Connecting to the WebSocket:

const socket = new WebSocket('ws://localhost:8000/api/v1/ws');

socket.onopen = () => {
console.log('Connection opened');
};

socket.onmessage = (event) => {
console.log('Received message:', event.data);
};

socket.onclose = (event) => {
console.log(`Connection closed: ${event.code} ${event.reason}`);
};

socket.onerror = (error) => {
console.error('WebSocket error:', error);
};

Sending a Binary Message:

const audioData = new Uint8Array([/* audio data */]);
socket.send(audioData);

FastAPI Application Code

from fastapi import FastAPI, WebSocket, WebSocketDisconnect
import os
import logging
from groq_stt import GroqSTT
from deepgram_stt import DeepGramSTT
from faster_whisper_stt import FasterWhisperSTT

app = FastAPI()
STT_PROVIDER = os.environ.get("STT_PROVIDER", "faster_whisper")

# Configure logging
logging.basicConfig(level=logging.INFO)
logger = logging.getLogger(__name__)

class STTFactory:
_instance = None

@classmethod
def get_instance(cls, provider: str):
if cls._instance is None:
if provider == "faster_whisper":
cls._instance = FasterWhisperSTT()
elif provider == "groq":
cls._instance = GroqSTT()
elif provider == "deepgram":
cls._instance = DeepGramSTT()
else:
raise ValueError(f"Unsupported STT provider: {provider}")
return cls._instance

@app.websocket("/api/v1/ws")
async def websocket_endpoint(websocket: WebSocket):
stt_model = STTFactory.get_instance(STT_PROVIDER)
await websocket.accept()
try:
logger.info("WebSocket connection established.")

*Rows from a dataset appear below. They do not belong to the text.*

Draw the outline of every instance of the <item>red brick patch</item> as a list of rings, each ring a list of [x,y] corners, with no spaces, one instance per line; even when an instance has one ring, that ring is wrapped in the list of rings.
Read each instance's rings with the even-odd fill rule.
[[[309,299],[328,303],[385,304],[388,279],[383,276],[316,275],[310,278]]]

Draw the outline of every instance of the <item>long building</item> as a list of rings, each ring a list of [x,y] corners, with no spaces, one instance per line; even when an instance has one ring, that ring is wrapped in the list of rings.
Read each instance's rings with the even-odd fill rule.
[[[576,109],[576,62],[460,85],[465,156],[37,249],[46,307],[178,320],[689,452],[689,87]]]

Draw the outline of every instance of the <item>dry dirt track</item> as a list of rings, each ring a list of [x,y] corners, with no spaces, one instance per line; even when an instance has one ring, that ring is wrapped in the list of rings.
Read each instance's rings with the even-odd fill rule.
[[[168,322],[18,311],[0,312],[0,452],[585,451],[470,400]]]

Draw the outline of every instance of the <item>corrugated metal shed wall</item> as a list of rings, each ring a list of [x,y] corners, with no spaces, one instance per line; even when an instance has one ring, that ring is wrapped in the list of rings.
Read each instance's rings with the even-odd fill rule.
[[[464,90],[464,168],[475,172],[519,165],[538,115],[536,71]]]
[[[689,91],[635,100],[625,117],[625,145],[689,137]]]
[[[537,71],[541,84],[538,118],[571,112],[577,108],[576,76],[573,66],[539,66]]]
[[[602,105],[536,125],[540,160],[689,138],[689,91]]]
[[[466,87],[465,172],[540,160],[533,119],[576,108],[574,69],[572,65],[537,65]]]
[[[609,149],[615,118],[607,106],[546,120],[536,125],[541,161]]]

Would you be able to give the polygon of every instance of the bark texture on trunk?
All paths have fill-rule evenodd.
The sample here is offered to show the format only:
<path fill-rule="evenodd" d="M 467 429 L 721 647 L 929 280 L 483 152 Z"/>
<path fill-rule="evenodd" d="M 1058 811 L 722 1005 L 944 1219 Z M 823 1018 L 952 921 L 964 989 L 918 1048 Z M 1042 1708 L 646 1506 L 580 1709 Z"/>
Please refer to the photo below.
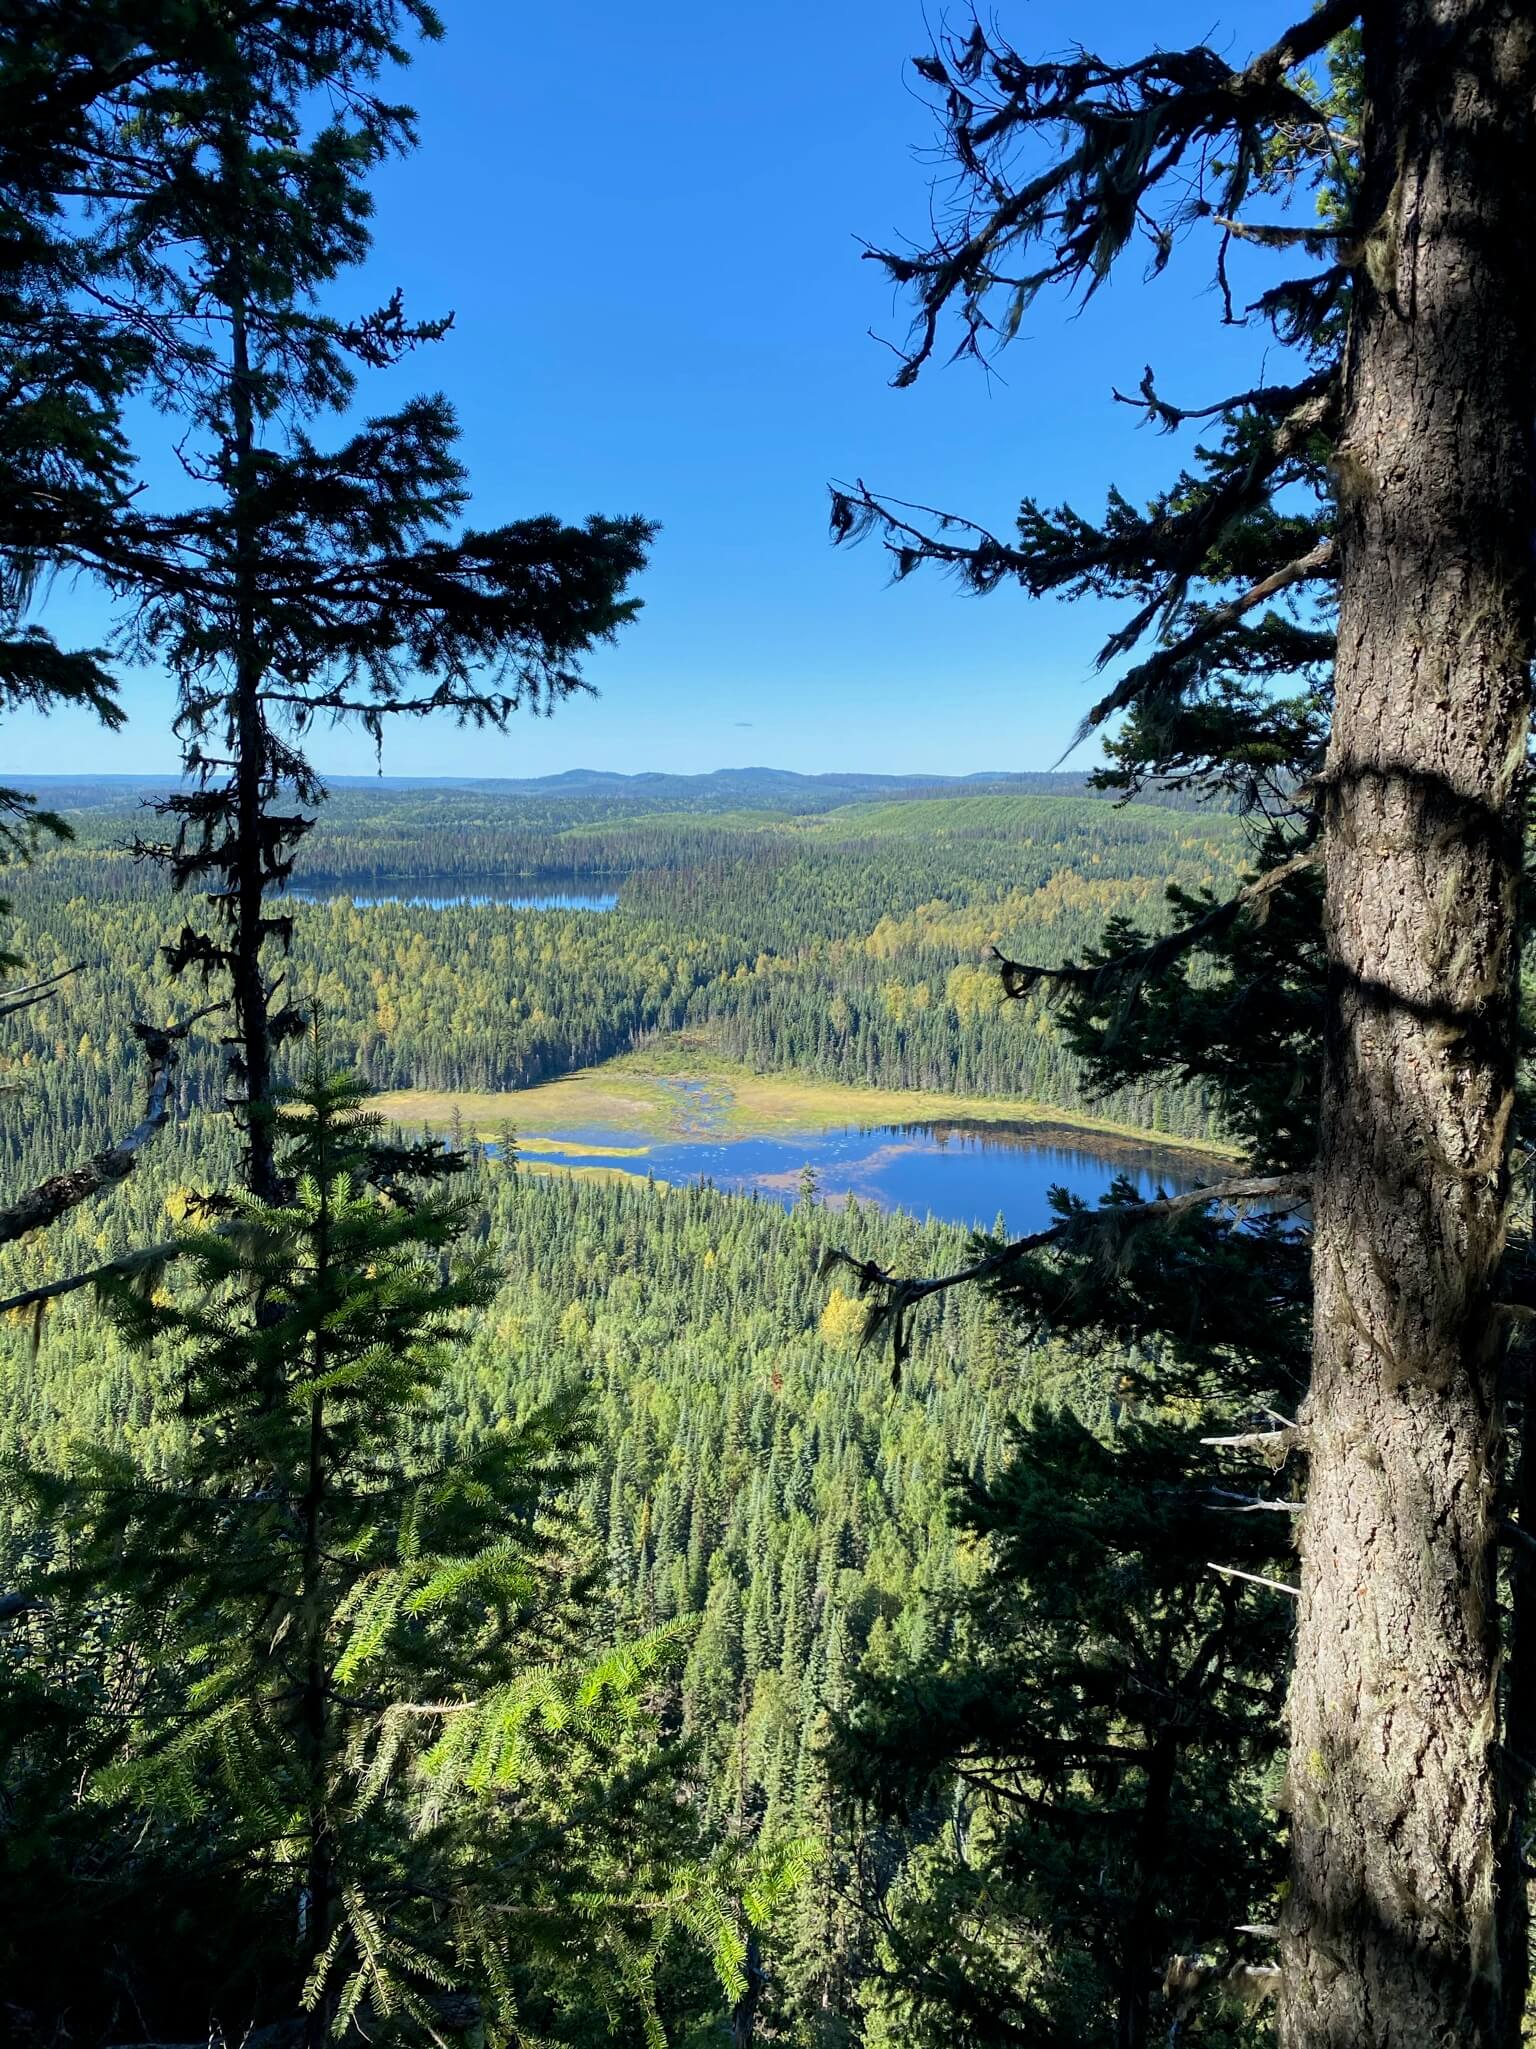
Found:
<path fill-rule="evenodd" d="M 1529 1378 L 1519 1404 L 1520 1457 L 1510 1505 L 1520 1529 L 1536 1530 L 1536 1428 Z M 1525 2039 L 1525 2002 L 1530 1992 L 1531 1900 L 1526 1877 L 1527 1844 L 1536 1749 L 1536 1550 L 1522 1540 L 1510 1558 L 1511 1603 L 1504 1648 L 1504 1746 L 1506 1797 L 1511 1804 L 1504 1844 L 1499 1940 L 1505 1987 L 1505 2049 Z"/>
<path fill-rule="evenodd" d="M 1364 13 L 1284 2049 L 1493 2049 L 1493 1313 L 1531 656 L 1536 29 Z"/>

async def text_handler(text):
await websocket.send_text(text)

await stt_model.initialize(text_handler)

while True:
data = await websocket.receive_bytes()
result = await stt_model.transcribe(data)

if result:
await websocket.send_text(result)

except WebSocketDisconnect:
await stt_model.close()
logger.info("Client disconnected")

STT Interface Code

from abc import ABC, abstractmethod

class STTInterface(ABC):
"""Interface for speech-to-text services."""

@abstractmethod
async def initialize(self, text_handler: callable = None):
"""Initialize the STT service."""
pass

@abstractmethod
async def transcribe(self, data: bytearray) -> str:
"""Transcribe audio data to text."""
pass

@abstractmethod
async def close(self):
"""Close the connection to the service."""
pass

@property
@abstractmethod
def is_open(self) -> bool:
"""Check if the connection is open."""
pass

This documentation provides an overview of the WebSocket API, including connection details, message formats, events, and example usage for the STT service.